Immutability
What You’ll Find on This Page
This page covers the immutability feature: what it is, why it’s important, and how to set it up, including integration with Amazon S3.
What Is Immutability?
In backup systems, immutability means that once a backup is created, it cannot be altered or deleted for a set period. This safeguards your backups against ransomware attacks, accidental deletion, or data corruption.
Here’s how it works: You designate a storage repository that Xen Orchestra can write to, but cannot modify during the specified immutability period. Even if an attacker compromises XO, your backups remain untouched. The goal is to ensure that your backup data cannot be deleted, encrypted, or tampered with, unless someone with direct physical or root access to the storage intervenes.
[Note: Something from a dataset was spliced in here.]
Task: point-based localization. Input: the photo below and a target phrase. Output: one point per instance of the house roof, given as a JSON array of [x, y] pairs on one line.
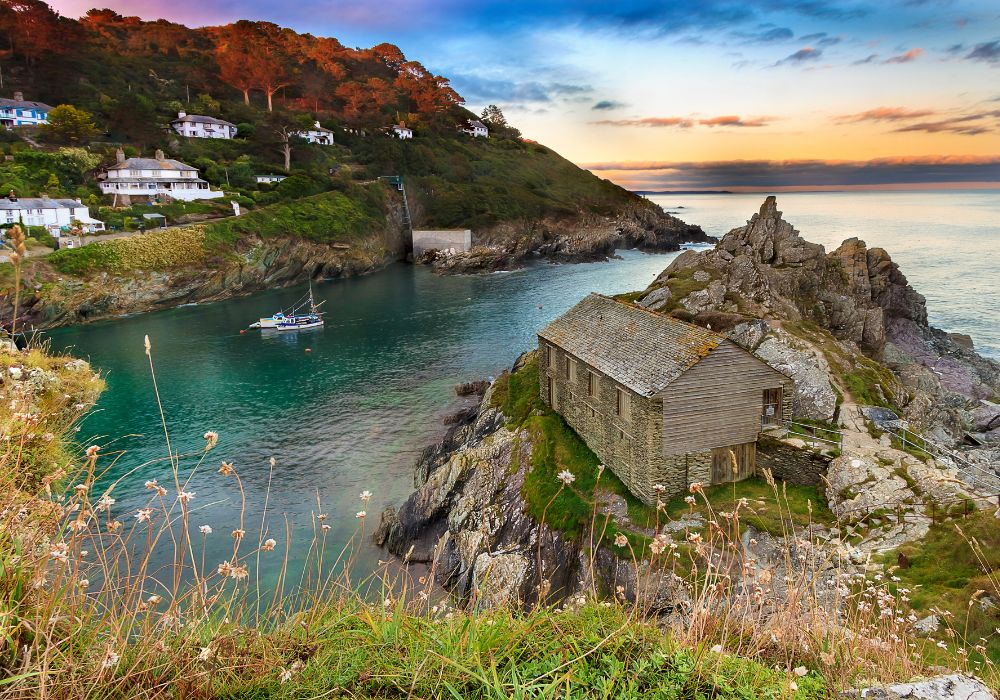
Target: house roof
[[151, 164], [201, 119], [38, 203], [24, 104], [642, 350]]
Immutability can be implemented using external services like AWS S3 Object Lock, but Xen Orchestra also offers a native, on-premises solution that doesn’t rely on third-party infrastructure.
Data Protection Modes
Immutability offers two distinct approaches in data protection, to meet different security and operational needs.
Why It Matters
Immutability guarantees that your backups stay secure and verifiable over time. It acts as a critical defense against ransomware, human mistakes, or intentional tampering. Additionally, it helps organizations comply with legal requirements by ensuring that data remains unaltered for mandatory retention periods. In essence, immutability turns your backup storage into a write-once, read-many (WORM) archive, protecting your data when it matters most.
Immutability Approaches
There are two primary models for achieving immutability:
Object Storage
The first approach leverages object storage solutions like Amazon S3, where immutability is enforced using features such as Object Lock. In this setup, the storage provider itself manages the retention period. Once enabled, backups created by XO cannot be deleted or modified until the lock expires, providing an extra layer of security.
On-prem Immmutability
The second model is an on‑premises immutable repository. It uses a lightweight package, installed on the backup repository. This program monitors and enforces immutability at the file-system level, ensuring that XO itself cannot delete or overwrite existing backups before the end of the retention period.
Configuring on-Prem Immutability
To set up immutability on your local infrastructure, follow these steps:
1. Install the Required Package
- Make sure Node.js is installed on your backup repository machine
- Install the dedicated XO package globally:
npm install -g @xen-orchestra/immutable-backups
2. Configure the Immutability Settings
Create a configuration file at /etc/xo-immutable-remote/config.toml, with the following structure:
[remotes.remote1]
root = "/mnt/ssd/vhdblock/"
immutabilityDuration = "7d"
Mandatory Parameters
root: Specifies the directory where Xen Orchestra stores backups.immutabilityDuration: Defines how long files remain protected from deletion (e.g.,7dfor 7 days).
Optional Parameters
For additional validation, you can enable:
rebuildIndexOnStart = true
This option scans and validates existing files when the service starts. It can be resource-intensive.
3. Start the Service
Launch the xo-immutable-remote service and check its logs (use systemd, for example) to confirm it is running correctly. For persistent operation, configure it as a system service.
How It Works
Once active, any backups written by Xen Orchestra to this repository will be protected for the specified duration. Even if Xen Orchestra is compromised, the immutability configuration remains secure, as it is managed entirely on the backup host.
Working With Immutable Backups
When setting up backup jobs in Xen Orchestra, select your configured immutable remote (whether it's an S3 bucket or an on-premises repository). Define your retention and rotation policies as you normally would. Immutability ensures that existing backups cannot be deleted or altered before their protection period expires, while still allowing new backups to be added.
Best Practices
Define a Clear Immutability Policy
Align the lock duration with your data retention strategy, compliance requirements, and disaster recovery goals. Make sure the policy reflects both legal obligations and operational needs.
Secure Your Encryption Keys
Store encryption keys separately from your backup data.
Losing encryption keys will render backups permanently unrecoverable.
Maintain Independence from Xen Orchestra
The immutability enforcement mechanism must operate independently of Xen Orchestra. This ensures that even if an attacker compromises XO, they cannot delete or alter existing backups.
Monitor Storage and Test Recovery
- Track storage capacity closely, as immutability prevents immediate deletion of older backups.
- Plan for additional space to accommodate protected backups over time.
- Test recovery procedures regularly, to make sure immutability does not disrupt your ability to restore data when needed.
Limitations
Cloud-based solutions such as S3 Object Lock depend on your provider’s implementation; not all S3‑compatible systems behave identically, so always test before production use.
Conclusion
Immutability adds a critical layer of protection to your backups in Xen Orchestra. Whether you use Amazon S3 or an on-premises repository, the core principle is simple: once a backup is created, you cannot change or delete it until the retention period expires.
By integrating immutability with strong encryption, proactive monitoring, and regular testing, you ensure that your backup data stays secure, reliable, and recoverable, even in the face of ransomware, human error, or malicious attacks. This approach transforms your backup strategy into a robust defense against data loss and corruption.